An anderer Stelle lag ein anderer Grauwolf gemütlich ausgestreckt auf der Seite und ließ sich die Sonne auf den Pelz scheinen, während er sich in einem Feld herrlichen Pulverschnees streckte.
Dieser Grauwolf war vergleichsweise klein und schmächtig und hatte vier rote Narben auf dem Rücken. Allerdings war er nicht Marvin. Seine Augen waren grün, nicht gelb: Es war Marv, Marvins Chatpersönlichkeit, der Herr des Grauen Berges.
Während er so gemütlich schneebadete, hörte er plötzlich knirschende Pfoten im Weiß. Unwillig hob der Grauwolf den Kopf und erblickte - einen weiteren Grauwolf! Dessen Fell war tatsächlich silbergrau, ohne Schattierungen von Beige und Braun. Er hatte blaue Augen, die ziemlich besorgt aussahen.
"Marv, sag mal, hast du Marvin gesehen?" (Ein höchst interessanter Satz.)
Marv stand auf und schüttelte sich den Schnee aus dem Fell. "Nein. Ich dachte, er wollte sich mit dir treffen."
"Wollte er auch", erklärte Urdoggo. "Wir wollten gemeinsam über viel zu lange Projekte und so reden. Aber er ist nicht aufgetaucht. Dann war ich bei seinen Marktständen in Merkandt. Kein Grauwolf."
"Vielleicht hat Lys ihn entführt", überlegte Marv.
"Nein", erwiderte das blaue Kreaich, das ohne jede Ankündigung über ihm aufgetaucht war.
"Knochi und Cyb haben ihn auch nicht gesehen", fuhr Urdoggo fort.

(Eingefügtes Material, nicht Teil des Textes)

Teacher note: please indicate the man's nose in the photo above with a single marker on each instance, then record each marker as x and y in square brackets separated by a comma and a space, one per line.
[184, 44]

Marv zuckte nervös mit den Ohren. "Dann gehen uns die Optionen aus. Lys, rufst du bitte Xenon? Er soll mit seiner Aonyx 3 die Pseudonymsiedlungen abfliegen. Sie sollen sich alle hier versammeln."
Lyssa salutierte und sauste davon. Ohne noch eine Geschichtsidee loszuwerden. Ein Beweis dafür, wie ernst die Lage war.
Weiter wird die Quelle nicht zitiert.